Product/Service: Core goods and services offered by the vendor for the defined market. This includes current product/service capabilities, quality, feature sets, skills and so on, whether offered natively or through OEM agreements/partnerships as defined in the market definition and detailed in the subcriteria.

Overall Viability: Viability includes an assessment of the overall organization's financial health, the financial and practical success of the business unit, and the likelihood that the individual business unit will continue investing in the product, will continue offering the product and will advance the state of the art within the organization's portfolio of products.

Sales Execution/Pricing: The vendor's capabilities in all presales activities and the structure that supports them. This includes deal management, pricing and negotiation, presales support, and the overall effectiveness of the sales channel.

Market Responsiveness/Record: Ability to respond, change direction, be flexible and achieve competitive success as opportunities develop, competitors act, customer needs evolve and market dynamics change. This criterion also considers the vendor's history of responsiveness.

Marketing Execution: The clarity, quality, creativity and efficacy of programs designed to deliver the organization's message to influence the market, promote the brand and business, increase awareness of the products, and establish a positive identification with the product/brand and organization in the minds of buyers. This "mind share" can be driven by a combination of publicity, promotional initiatives, thought leadership, word of mouth and sales activities.

Customer Experience: Relationships, products and services/programs that enable clients to be successful with the products evaluated. Specifically, this includes the ways customers receive technical support or account support. This can also include ancillary tools, customer support programs (and the quality thereof), availability of user groups, service-level agreements and so on.

Operations: The ability of the organization to meet its goals and commitments. Factors include the quality of the organizational structure, including skills, experiences, programs, systems and other vehicles that enable the organization to operate effectively and efficiently on an ongoing basis.

Completeness of Vision

Market Understanding: Ability of the vendor to understand buyers' wants and needs and to translate those into products and services. Vendors that show the highest degree of vision listen to and understand buyers' wants and needs, and can shape or enhance those with their added vision.

Marketing Strategy: A clear, differentiated set of messages consistently communicated throughout the organization and externalized through the website, advertising, customer programs and positioning statements.

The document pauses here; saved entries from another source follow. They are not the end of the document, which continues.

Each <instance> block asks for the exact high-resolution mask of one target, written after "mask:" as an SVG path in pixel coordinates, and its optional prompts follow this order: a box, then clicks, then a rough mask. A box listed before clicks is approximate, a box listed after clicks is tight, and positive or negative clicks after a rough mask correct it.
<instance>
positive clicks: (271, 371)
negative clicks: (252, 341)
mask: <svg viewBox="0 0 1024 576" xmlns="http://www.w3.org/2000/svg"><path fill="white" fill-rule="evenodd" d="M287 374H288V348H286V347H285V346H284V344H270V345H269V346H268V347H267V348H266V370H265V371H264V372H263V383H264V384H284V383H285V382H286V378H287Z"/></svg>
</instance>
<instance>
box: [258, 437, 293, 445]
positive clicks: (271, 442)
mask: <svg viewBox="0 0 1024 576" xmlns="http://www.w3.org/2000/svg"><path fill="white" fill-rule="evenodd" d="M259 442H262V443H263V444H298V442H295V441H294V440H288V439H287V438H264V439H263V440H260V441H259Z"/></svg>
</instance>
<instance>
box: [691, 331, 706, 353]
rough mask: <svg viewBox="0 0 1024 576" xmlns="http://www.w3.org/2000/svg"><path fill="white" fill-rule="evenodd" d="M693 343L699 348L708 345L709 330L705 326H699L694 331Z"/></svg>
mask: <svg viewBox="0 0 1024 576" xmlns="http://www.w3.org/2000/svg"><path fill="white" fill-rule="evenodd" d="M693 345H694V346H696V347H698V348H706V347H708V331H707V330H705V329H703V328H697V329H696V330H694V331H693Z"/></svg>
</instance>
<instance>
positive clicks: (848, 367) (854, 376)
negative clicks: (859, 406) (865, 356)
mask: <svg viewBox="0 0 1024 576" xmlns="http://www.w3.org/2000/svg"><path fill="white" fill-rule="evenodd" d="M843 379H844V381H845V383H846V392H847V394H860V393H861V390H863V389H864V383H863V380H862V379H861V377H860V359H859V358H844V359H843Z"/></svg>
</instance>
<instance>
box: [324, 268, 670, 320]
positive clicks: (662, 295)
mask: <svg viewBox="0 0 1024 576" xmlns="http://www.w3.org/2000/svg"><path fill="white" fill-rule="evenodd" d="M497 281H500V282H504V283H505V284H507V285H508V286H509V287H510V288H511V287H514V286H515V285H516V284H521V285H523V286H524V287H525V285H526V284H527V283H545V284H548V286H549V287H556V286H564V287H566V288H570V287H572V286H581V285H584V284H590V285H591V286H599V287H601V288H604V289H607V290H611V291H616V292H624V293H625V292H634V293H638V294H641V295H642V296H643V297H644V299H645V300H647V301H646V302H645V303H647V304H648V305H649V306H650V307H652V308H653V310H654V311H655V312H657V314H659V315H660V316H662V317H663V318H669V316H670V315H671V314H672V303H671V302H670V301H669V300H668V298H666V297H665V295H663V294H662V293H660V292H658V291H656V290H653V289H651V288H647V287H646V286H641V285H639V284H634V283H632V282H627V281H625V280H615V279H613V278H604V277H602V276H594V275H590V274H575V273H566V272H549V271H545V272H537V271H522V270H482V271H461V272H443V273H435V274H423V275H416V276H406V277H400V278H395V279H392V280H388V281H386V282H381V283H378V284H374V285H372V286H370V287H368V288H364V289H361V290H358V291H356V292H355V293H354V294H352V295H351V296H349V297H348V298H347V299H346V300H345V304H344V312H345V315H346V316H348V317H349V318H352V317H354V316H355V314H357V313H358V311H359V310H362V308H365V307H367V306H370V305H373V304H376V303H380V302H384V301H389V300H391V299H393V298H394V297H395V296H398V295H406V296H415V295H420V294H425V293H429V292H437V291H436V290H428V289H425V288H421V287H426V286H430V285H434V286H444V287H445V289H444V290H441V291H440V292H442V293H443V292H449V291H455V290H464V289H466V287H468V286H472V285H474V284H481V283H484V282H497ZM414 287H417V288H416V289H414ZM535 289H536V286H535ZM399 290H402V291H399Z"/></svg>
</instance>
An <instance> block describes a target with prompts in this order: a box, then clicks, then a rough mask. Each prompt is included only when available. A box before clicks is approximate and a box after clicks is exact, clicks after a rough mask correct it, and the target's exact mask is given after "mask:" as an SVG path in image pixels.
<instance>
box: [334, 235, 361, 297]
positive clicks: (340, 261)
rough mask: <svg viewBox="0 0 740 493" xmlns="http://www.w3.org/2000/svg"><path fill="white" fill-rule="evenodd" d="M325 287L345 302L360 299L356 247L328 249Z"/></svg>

Sales Strategy: The strategy for selling products that uses the appropriate network of direct and indirect sales, marketing, service, and communication affiliates that extend the scope and depth of market reach, skills, expertise, technologies, services and the customer base.

Offering (Product) Strategy: The vendor's approach to product development and delivery that emphasizes differentiation, functionality, methodology and feature sets as they map to current and future requirements.

Business Model: The soundness and logic of the vendor's underlying business proposition.

Vertical/Industry Strategy: The vendor's strategy to direct resources, skills and offerings to meet the specific needs of individual market segments, including vertical markets.

Innovation: Direct, related, complementary and synergistic layouts of resources, expertise or capital for investment, consolidation, defensive or pre-emptive purposes.

Geographic Strategy: The vendor's strategy to direct resources, skills and offerings to meet the specific needs of geographies outside the "home" or native geography, either directly or through partners, channels and subsidiaries as appropriate for that geography and market.